Notes payable (long term)……………………..                 59,200                                 79,200

Total liabilities……………………………………                      $127,290                             $136,890

Equity:

Share Capital………………………………….                         200,000                                 150,000

Share Premium………………………………..                        53,000                                   40,000

Retained earnings……………………………..                    141,990                                 100,590

Total equity………………………………………                     $394,990                              $290,590

Total liabilities and equity………………………               $522,280                              $427,480

 Wescott Company

Income Statement

For Year Ended December 31, 2011

Sales……………………………………………                                                                             $ 488,000

Cost of goods sold……………………….                            $212,540

Depreciation expense…………………………                      43,000

Other operating expenses…………………                   106,260

Interest expense…………………..…………                          6,400                 (368,200)

 Gain on sale of equipment………………………….       4,700

Income before taxes………………………………             124,500

Income taxes expense………………………….                               (41,100)

Net income……………………………………..                       $ 83,400

 

Additional information

 

1. A $20,000 note payable is retired at its carrying amount in exchange for cash.

2. The only changes affecting retained earnings are net income and cash dividends paid.

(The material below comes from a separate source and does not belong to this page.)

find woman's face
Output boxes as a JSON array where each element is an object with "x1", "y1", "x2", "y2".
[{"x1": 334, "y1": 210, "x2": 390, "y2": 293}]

Cash dividends paid is to be classified under financing activities.

3. New equipment is acquired for $120,000 cash.

4. Received cash for the sale of equipment that had cost $85,000, yielding a gain of $4,700.

5. Prepaid expenses relate to Other operating expenses on the income statement.

6. Interest paid is to be classified under operating activities.

 

Required:

a) Prepare a statement of cash flows for the year ended December 31, 2011 using the indirect method based on IFRS.

b) Explain the effect, if any, of each of the following transactions and events on Wescott

Company’s profit and on its cash flows:

i. Payment of a supplier’s invoice.

ii. An accrued expense at the end of an accounting period.

iii. Payment of a dividend.

iv. Purchase of inventory for cash.

v. Investing spare or unused cash in a high-interest bank account, repayable at 7 days’ notice.